Voici un tirage aléatoire parmi ses 141 citations dans le Littré.

  1. À défaut de regret, qui ne l'a respecté [le duc d'Orléans, mort en 1842] ? Faites parler la foule, et la haine et l'envie : Ni tache sur son front, ni faute dans sa vie ; Nul n'a laissé plus pur le nom qu'il a porté.
    Poésies nouv. 13 juill. (tache)
  2. Le souffle de ma vie est à Marianne ; elle peut d'un mot l'anéantir ou l'embraser.
    Capr. de Mar. I, 1 (souffle)
  3. Quand je la vois [Marianne], ma gorge se serre, et j'étouffe, comme si mon cœur se soulevait jusqu'à mes lèvres.
    Capr. de Mar. I, 1 (soulever)
  4. Certes, ces femmes-là, pour mener cette vie, Portent un cœur châtré de toute noble envie.
    Don Paez. (châtré, ée)
  5. Honte à toi, femme à l'œil sombre, Dont les funestes amours Ont enseveli dans l'ombre Mon printemps et mes beaux jours !
    la Nuit d'oct. (sombre)
  6. Nos chevaux, au soleil, foulaient l'herbe fleurie.
    Poésies nouv. à Alf. T. (fouler)
  7. Que me veux-tu, chère fleurette, Aimable et charmant souvenir ?
    Poésies nouv. à une fleur (fleurette)
  8. Vous n'avez jamais vu le spectre de la faim Soulever en chantant les draps de votre couche, Et, de sa lèvre blême effleurant votre bouche, Demander un baiser pour un morceau de pain.
    Rolla. (spectre)
  9. De quelque nom d'ailleurs que le regret s'appelle, L'homme par tout pays en a bien vite assez.
    à la Malibran. (regret)
  10. Chanterons-nous l'espoir, la tristesse ou la joie ? Tremperons-nous de sang les bataillons d'acier ?
    Nuit de mai. (tremper)
  11. Du temps que j'étais écolier, Je restais un soir à veiller Dans notre salle solitaire ; Devant ma table vint s'asseoir Un pauvre enfant vêtu de noir Qui me ressemblait comme un frère.
    Poésies nouv. Nuit de décembre (frère)
  12. Souffler une maîtresse à son ami, c'est une rouerie trop commune pour moi.
    Capr. de Mar. II, 4 (souffler)
  13. Te souvient-il, Dupont, des jours de notre enfance, Lorsque, riches d'orgueil et pauvres de science, Rossés par un sous-maître et toujours paresseux ?…
    Poés. nouv. Dupont et Durand. (sous-maître, esse)
  14. Rosalie est le nom de la brune fillette Dont l'inconstant hasard m'a fait maître et seigneur.
    Poésies nouv. Idylle. (fillette)
  15. N'avez-vous jamais soulevé, à minuit, cette jalousie et ce rideau ?

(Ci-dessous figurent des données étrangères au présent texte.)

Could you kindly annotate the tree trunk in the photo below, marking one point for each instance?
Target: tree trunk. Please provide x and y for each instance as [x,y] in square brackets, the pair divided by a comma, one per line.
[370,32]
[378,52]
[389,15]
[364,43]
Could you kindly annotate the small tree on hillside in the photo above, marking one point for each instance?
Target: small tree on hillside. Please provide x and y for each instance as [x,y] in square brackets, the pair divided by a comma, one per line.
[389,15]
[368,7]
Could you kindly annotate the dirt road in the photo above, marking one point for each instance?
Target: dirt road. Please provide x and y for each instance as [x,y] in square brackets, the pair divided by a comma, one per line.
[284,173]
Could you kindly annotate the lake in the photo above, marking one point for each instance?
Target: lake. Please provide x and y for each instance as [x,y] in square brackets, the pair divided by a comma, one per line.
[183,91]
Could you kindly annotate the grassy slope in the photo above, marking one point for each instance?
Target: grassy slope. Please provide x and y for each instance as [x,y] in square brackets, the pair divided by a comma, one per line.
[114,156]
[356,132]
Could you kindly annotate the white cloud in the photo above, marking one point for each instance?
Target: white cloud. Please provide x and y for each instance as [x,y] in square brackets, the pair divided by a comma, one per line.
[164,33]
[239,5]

    Capr. de Mar. I, 2 (soulever)
  16. Nos chevaux, au soleil, foulaient l'herbe fleurie ; Et moi, silencieux, courant à ton côté, Je laissais au hasard flotter ma rêverie.

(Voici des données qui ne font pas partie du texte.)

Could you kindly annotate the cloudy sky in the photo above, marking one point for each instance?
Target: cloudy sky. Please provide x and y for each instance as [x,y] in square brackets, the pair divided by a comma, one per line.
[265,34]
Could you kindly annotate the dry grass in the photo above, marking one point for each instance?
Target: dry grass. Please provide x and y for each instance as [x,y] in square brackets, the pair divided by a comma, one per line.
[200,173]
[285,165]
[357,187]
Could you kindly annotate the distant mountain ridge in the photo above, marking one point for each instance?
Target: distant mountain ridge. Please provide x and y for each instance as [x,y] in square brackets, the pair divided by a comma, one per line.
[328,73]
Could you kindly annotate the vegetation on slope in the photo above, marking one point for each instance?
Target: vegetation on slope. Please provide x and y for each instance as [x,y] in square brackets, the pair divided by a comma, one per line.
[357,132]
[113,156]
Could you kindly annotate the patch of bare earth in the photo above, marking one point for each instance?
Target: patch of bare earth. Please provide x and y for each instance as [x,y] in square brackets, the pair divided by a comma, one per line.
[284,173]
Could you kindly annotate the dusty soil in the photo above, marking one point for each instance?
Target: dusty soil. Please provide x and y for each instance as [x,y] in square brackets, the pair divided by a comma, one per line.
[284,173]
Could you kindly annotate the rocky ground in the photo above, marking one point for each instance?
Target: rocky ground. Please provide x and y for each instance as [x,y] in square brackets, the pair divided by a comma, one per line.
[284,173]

    Poésies nouv. Sonnet à Alfred T. (flotter)
  17. Les pas silencieux du prêtre dans l'enceinte.
  18. Les morts dorment en paix dans le sein de la terre ; Ainsi doivent dormir nos sentiments éteints ; Ces reliques du cœur ont aussi leur poussière ; Sur leurs restes sacrés ne portons pas les mains.
    Poésies nouv. Nuit d'octobre (relique)
  19. Son bras maigre cherchait le mien, Et mon verre, en touchant le sien, Se brisa dans ma main débile.
    Poésies nouv. Nuit de déc. (débile)
  20. Mais ce n'est rien auprès des versificateurs ; Le dernier des humains est celui qui cheville.